Bryce - UtahSince you have heard about Jesus and have learned the truth that comes from him, throw off your old sinful nature and your former way of life, which is corrupted by lust and deception. Instead, let the Spirit renew your thoughts and attitudes. Put on your new nature, created to be like God—truly righteous and holy. [Ephesians 4:21-24 (NLT)]

Having worked in a garage as a teen, my husband enjoys those shows in which cars or motorcycles are renovated, restored or customized. Either the mechanics seek a wreck in the hope of restoring it to turn a tidy profit or a car’s owner brings in a vehicle for a rebuild. Derelict vintage cars and cycles are restored to their original glory in some of the shows while, in other programs, vehicles are upgraded and modified in truly remarkable ways

Turning rust-buckets into pristine collector cars of beauty or ordinary cars into extraordinary muscle machines is a little like what God does with us. Rather than just a little body work like buffing out a scratch, pin-striping, or filling a ding with Bondo, God does complete restorations like the ones done on shows like Fast N’ Loud or Counting Cars (only without the tattoos). Whether we know it or not, we’re as damaged as the rare E-type 1964 Jaguar left to rust in a barn for over forty years. Purchased for fifty thousand pounds, once restored, it was sold for four times that price. God, however, doesn’t have to buy us because Jesus already paid the price for us. Moreover, God isn’t concerned with turning a profit. Out of love for us, He does a complete overhaul, not to make us appear new, but to actually make us new!

As the original manufacturer, you can be sure God uses only OEM parts rather than aftermarket or recycled ones. No soul is too damaged, no job too hard and God won’t stop at something like a simple honesty fix when He sees a tough patience issue. He’ll get out His heavenly tool kit to work on a selfishness adjustment, replace the foolishness with godly wisdom, file down that vanity, and then get to work on that persistent case of pigheadedness. Even a pesky obedience problem can’t deter Him from His holy work.

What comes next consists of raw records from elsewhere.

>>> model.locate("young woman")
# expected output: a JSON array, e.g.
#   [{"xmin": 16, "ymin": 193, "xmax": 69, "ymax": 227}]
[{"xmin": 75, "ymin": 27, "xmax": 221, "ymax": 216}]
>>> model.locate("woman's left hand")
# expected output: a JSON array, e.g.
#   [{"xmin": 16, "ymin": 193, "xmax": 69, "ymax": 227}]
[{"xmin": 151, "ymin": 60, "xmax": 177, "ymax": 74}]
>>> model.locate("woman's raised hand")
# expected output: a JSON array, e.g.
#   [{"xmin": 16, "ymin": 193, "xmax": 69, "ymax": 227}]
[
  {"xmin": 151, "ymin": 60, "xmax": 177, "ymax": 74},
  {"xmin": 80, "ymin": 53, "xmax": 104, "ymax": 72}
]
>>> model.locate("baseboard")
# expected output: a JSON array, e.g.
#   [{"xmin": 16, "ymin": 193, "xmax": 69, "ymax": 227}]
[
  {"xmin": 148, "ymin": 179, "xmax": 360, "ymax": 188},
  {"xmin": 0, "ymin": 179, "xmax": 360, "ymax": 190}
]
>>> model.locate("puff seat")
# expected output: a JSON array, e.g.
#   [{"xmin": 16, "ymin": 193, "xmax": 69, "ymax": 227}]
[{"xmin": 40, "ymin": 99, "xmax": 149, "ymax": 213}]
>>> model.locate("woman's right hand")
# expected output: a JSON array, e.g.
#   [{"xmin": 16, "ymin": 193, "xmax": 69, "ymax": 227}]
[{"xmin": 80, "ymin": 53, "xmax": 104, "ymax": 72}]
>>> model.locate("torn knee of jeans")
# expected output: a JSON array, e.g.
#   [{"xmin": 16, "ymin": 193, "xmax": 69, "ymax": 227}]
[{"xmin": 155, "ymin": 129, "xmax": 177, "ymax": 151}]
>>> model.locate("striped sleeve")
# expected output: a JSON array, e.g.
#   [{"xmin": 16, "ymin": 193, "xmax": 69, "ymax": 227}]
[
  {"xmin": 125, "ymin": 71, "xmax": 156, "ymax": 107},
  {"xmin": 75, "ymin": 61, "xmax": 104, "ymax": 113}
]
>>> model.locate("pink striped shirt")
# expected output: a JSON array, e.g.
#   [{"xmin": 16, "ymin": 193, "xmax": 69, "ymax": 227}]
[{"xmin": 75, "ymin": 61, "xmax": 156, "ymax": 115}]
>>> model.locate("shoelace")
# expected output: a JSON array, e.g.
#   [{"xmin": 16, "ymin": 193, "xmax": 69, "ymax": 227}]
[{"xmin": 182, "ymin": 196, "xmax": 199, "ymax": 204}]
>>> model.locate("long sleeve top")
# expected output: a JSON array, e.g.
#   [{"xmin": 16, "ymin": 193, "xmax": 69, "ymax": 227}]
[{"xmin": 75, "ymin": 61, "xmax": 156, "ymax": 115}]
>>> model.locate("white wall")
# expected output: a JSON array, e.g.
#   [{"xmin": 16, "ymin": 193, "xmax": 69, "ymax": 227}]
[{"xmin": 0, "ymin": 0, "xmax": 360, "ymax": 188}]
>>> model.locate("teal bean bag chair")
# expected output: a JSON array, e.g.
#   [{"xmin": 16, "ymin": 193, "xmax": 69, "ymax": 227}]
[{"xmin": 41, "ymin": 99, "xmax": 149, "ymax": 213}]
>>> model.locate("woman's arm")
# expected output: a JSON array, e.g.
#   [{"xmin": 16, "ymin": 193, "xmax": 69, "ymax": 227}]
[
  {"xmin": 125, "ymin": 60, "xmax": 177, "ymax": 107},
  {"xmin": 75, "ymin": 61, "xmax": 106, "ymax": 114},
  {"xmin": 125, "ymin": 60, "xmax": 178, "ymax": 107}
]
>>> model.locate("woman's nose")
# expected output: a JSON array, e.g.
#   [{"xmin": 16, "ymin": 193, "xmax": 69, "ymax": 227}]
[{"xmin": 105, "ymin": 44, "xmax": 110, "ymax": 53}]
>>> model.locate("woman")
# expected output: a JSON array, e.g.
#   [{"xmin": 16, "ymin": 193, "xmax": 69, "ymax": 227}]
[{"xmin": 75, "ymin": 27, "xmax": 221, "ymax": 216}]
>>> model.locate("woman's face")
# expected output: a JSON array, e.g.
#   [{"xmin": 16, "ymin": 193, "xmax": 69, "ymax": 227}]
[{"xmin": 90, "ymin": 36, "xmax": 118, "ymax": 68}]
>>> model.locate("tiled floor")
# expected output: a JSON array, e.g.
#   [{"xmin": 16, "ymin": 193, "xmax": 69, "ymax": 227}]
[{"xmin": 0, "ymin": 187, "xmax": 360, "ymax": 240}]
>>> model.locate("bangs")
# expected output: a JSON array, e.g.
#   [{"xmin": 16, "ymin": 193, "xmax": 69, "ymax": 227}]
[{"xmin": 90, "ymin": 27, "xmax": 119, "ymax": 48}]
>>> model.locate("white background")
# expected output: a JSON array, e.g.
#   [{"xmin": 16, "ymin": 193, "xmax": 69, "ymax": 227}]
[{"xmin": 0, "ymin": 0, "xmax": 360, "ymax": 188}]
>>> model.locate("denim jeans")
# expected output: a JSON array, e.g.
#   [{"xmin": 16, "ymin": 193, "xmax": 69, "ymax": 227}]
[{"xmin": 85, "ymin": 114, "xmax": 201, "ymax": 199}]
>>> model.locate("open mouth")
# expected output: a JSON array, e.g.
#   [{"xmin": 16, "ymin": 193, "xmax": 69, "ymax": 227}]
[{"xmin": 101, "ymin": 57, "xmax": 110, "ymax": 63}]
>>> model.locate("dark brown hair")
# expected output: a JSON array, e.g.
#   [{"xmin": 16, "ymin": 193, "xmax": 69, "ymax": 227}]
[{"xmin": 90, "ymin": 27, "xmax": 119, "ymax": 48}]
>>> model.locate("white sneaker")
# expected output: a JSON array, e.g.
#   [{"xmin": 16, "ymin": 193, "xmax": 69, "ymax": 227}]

He’s not going to stop until we’re completely rebuilt.

When we accept Christ, we’re reborn or regenerated and taken from spiritual death to life. A momentary act, regeneration is the exclusive work of God. It’s like towing a broken-down car out of the junk heap and into the shop. The restoration part is called sanctification. TV’s restoration specialists usually have a deadline in which to complete their work but God’s sanctification work is never done; it’s a process that lasts a lifetime.

There is, however, another major difference between the car restorer and God. The mechanic doesn’t need the cooperation of the car to do his work. Sanctification, however, is a joint effort between God and us. We must do our part to mature and become more like Christ. As God continues His work in us through the Holy Spirit, we are strengthened in our continual struggle against sin. Because this process of putting away sin and putting on godliness never ends, we won’t be leaving God’s garage any time soon. It is only when we return to our rightful owner at Christ’s resurrection that we will be completely restored.

The Christian life requires hard work. Our sanctification is a process wherein we are coworkers with God. We have the promise of God’s assistance in our labor, but His divine help does not annul our responsibility to work. [R.C. Sproul]

Work hard to show the results of your salvation, obeying God with deep reverence and fear. For God is working in you, giving you the desire and the power to do what pleases him. [Philippians 2:12-13 (NLT)]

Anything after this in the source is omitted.